I've been using InDesign for a decade, and decided to take this class to see what else I could learn. Wow! Erica taught me ways to do repetitive tasks easier, faster, and cleaner. She showed me many, many ways that I wasn't using InDesign to it's fullest potential (and now I am!). Her teaching style is very thorough and in-depth, but also easy to follow and understand. I highly recommend this class!

Ivan
 

Great class, but as a former professional typesetter (before InDesign, PageMaker and QuarkXpress), Erica uses the term "Justified Left" incorrectly! (sorry!) There is no such thing. Justified refers only to text that spans the width of it's column from edge to edge.
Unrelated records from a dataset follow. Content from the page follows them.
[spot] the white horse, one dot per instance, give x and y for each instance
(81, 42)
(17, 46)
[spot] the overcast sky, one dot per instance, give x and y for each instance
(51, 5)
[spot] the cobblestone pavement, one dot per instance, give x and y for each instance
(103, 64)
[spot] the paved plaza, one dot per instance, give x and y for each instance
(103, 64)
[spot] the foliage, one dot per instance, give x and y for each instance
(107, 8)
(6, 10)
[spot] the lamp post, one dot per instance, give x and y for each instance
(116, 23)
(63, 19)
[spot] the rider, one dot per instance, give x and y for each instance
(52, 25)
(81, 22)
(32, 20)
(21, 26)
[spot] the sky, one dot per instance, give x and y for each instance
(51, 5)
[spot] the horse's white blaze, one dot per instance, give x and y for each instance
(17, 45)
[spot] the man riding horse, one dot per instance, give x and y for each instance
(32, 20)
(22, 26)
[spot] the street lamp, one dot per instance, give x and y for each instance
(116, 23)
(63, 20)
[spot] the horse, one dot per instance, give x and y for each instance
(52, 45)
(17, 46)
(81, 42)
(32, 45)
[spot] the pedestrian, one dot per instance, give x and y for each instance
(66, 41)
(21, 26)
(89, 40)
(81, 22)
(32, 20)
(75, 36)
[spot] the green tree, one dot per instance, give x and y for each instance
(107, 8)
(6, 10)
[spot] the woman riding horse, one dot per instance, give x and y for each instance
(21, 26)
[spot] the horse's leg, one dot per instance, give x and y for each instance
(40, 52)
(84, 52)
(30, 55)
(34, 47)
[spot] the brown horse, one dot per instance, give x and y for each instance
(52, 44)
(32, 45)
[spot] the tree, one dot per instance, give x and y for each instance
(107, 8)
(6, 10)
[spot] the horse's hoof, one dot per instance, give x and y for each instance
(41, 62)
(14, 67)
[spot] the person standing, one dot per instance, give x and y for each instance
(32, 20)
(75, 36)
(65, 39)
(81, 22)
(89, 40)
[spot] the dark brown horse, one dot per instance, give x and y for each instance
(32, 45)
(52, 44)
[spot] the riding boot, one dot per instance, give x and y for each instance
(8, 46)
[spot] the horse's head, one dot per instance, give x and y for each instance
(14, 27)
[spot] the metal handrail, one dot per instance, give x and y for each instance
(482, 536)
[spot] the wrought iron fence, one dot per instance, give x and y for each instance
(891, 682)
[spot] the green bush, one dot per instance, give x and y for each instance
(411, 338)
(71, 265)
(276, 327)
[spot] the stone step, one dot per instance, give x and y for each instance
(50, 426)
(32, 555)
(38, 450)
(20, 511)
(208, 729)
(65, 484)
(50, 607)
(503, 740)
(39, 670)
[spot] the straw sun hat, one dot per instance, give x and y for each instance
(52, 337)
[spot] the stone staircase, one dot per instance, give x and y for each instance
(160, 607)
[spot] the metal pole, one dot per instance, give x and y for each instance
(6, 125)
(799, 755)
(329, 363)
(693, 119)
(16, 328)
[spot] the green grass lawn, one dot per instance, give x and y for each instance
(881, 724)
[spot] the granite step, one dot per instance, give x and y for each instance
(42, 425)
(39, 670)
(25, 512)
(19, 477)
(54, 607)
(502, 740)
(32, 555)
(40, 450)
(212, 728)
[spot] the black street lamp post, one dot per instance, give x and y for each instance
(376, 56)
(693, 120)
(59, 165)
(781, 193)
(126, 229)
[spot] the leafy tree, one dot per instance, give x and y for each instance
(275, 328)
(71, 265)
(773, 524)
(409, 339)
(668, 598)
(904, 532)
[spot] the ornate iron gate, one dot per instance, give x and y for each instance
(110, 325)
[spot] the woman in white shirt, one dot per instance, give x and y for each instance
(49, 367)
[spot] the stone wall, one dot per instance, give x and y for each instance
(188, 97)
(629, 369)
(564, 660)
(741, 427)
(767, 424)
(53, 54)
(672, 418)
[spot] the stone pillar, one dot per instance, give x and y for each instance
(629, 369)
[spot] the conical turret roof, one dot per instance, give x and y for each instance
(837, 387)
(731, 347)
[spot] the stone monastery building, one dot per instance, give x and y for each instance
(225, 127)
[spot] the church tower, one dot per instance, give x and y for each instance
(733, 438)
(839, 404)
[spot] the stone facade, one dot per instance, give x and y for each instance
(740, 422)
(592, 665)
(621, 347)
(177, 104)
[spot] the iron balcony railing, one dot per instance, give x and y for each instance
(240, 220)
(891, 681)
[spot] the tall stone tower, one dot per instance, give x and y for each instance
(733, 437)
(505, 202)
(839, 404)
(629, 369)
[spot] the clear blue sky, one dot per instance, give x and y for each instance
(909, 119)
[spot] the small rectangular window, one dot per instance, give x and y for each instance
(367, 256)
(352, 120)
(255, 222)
The spacing in-between words will vary. Used primarily in newsprint where the columns widths are narrow. The other proper terms for text alignment are: Flush Left Ragged Right (or) Left-Aligned Flush Right Ragged Left (or) Right-Aligned Centered Justified The oddball is "Justified". It's the only option where word spacing is variable. This is the least desirable because it creates "Rivers and Valleys" of white space that distract the eye. Letter and word spacing can be tightened or tweaked to improve the overall look, but at cost in time.

Sarah
 

Great class and very informative. Erica’s a good instructor. Given the volume of information presented I’d like to see class materials included. It makes the course much easier to follow.